Lilies Bloom in November

While some locals pick the off-season to vacation in sunny climes, November is the perfect month to rest up for active winter days. Red Bulls and vodka at the lake turn into red wine and dark chocolate by the fire. Sound tracks go from Daft Punk to Ludovico Einaudi. Hedonism makes way for reflection.
Musically I had the best of two worlds growing up. An older brother who looked for the different bands and a mother took me to symphony, opera and ballet. In my youth, Classical on a tinny car “stereo” was more normal than blasting the latest Top-40 hit. Nonetheless, it still seems extraordinary to me that Classical attracts younger musicians.
But the decision is not at all different – just the genre is. For the musicians of Calgary’s Lily String Quartet, each starting very young, the decision to pursue Classical came in much the same way as it does for other musicians.
“You have to have a love for it, and there seems to be a point when you’re a teenager, where you kind of decide, ‘Okay, I’m going to be a Classical musician.’ Or ‘I’m not going to be a Classical musician.’ Because it’s somewhere around there’s a no-looking-back turning point, where you either have to dedicate a lot of your time and energy to the instrument or not,” cellist Andrea Case says. “I think that sometimes with rock and pop and folk, it’s exactly the same way. People pick up a guitar kind of when they’re in their young teens or late as a kid and they realize that they love it, and then there’s a time when they have to say, ‘Okay, this is what I am going to do.’”
Classical musicians are also a lot more like musicians of more modern music these days in another way, too.

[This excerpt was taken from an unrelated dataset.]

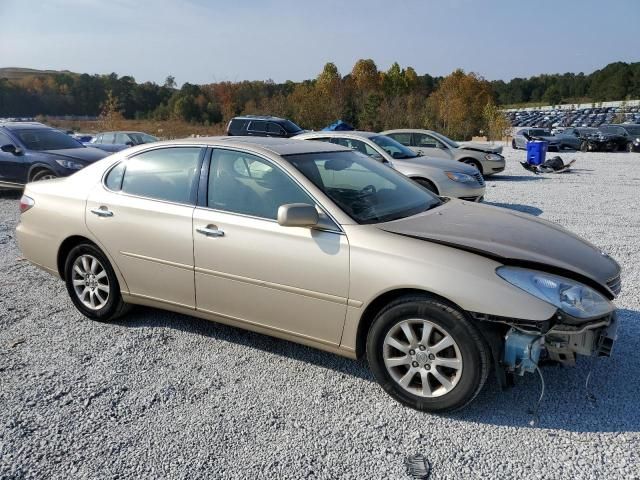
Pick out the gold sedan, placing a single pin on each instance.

“Being a Classical musician isn’t what it used to be when the profession first started; you were hired by a king or a queen and that’s how you made your living,” Case explains. “Nowadays you make your own work – you’re self-employed, right? You have to do everything for yourself and build your own career and that’s very much like being an entrepreneur.”

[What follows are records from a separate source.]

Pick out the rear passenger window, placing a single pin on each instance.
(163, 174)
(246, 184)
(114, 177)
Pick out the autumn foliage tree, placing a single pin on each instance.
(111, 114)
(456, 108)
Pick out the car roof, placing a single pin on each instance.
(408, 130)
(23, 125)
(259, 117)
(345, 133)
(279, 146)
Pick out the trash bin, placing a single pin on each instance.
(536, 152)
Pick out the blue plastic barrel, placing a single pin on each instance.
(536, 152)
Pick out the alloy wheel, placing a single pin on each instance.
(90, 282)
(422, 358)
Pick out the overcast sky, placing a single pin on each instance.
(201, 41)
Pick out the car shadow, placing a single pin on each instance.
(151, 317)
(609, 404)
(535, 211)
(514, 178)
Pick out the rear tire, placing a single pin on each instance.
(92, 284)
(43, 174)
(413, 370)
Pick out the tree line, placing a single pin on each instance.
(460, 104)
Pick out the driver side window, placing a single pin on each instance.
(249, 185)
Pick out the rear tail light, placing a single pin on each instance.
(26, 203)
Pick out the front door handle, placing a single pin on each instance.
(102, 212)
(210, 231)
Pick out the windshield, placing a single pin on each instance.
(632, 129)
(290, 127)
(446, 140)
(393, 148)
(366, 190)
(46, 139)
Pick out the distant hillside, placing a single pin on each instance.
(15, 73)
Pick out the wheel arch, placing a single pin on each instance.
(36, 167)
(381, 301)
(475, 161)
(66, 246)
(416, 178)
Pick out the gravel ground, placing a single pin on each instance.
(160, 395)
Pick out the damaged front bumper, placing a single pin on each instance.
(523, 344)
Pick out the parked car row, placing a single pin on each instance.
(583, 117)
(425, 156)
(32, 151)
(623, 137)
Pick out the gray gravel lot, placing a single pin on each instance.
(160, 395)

Each member of the quartet has been playing Classical music for over 30 years now, so their love for it cannot be denied. Formed in 2005, the Lily String Quartet is made up of Case, violist Patrica Higgins, violinist Diane Lane and violinst Elisa Milner. (Although Milner will be absent from the Fernie show on maternity leave, the quartet has enlisted the help of Calgary Philharmic Orchestra double bassist Matthew Heller and pianist Susan Gould of Golden.) On the playlist is Schubert’s “Trout Quintet” – which calls for a violin and double bass instead of the two violins of a standard quartet, as well as a Rossini piece and likely something composed a lot more recently.
Of course, after being immersed in music for three-plus decades, members of the quartet have played many other genres. They’ve all performed at the Calgary Folk Fest and with many rock and pop outfits. One of the highlights was working with singer-songwriter Lullaby Baxter on a musical for Calgary’s High Performance Rodeo. And all told, the each of the members have appeared on about 20 albums collectively – even though Lily String Quartet hasn’t put out an album itself.

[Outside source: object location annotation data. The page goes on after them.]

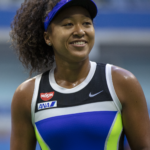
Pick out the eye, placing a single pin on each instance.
(68, 24)
(87, 23)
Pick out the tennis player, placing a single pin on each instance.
(74, 103)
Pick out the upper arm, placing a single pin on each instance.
(22, 132)
(134, 108)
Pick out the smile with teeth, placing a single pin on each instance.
(79, 43)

“We’ve been talking about it for years, and I think we’ve actually got a firm plan down now for a tenth anniversary project to do an album,” Case says. “We probably won’t compose our own things – none of us are actually composers. It’s a whole other job in its own right.
“A lot of people do both things very well, but I can’t claim that I can compose at all. But what we’ll do is probably perform works that we have a personal link to.”
The Lily String Quartet performs at The Arts Station of Friday, November 16 at 8pm.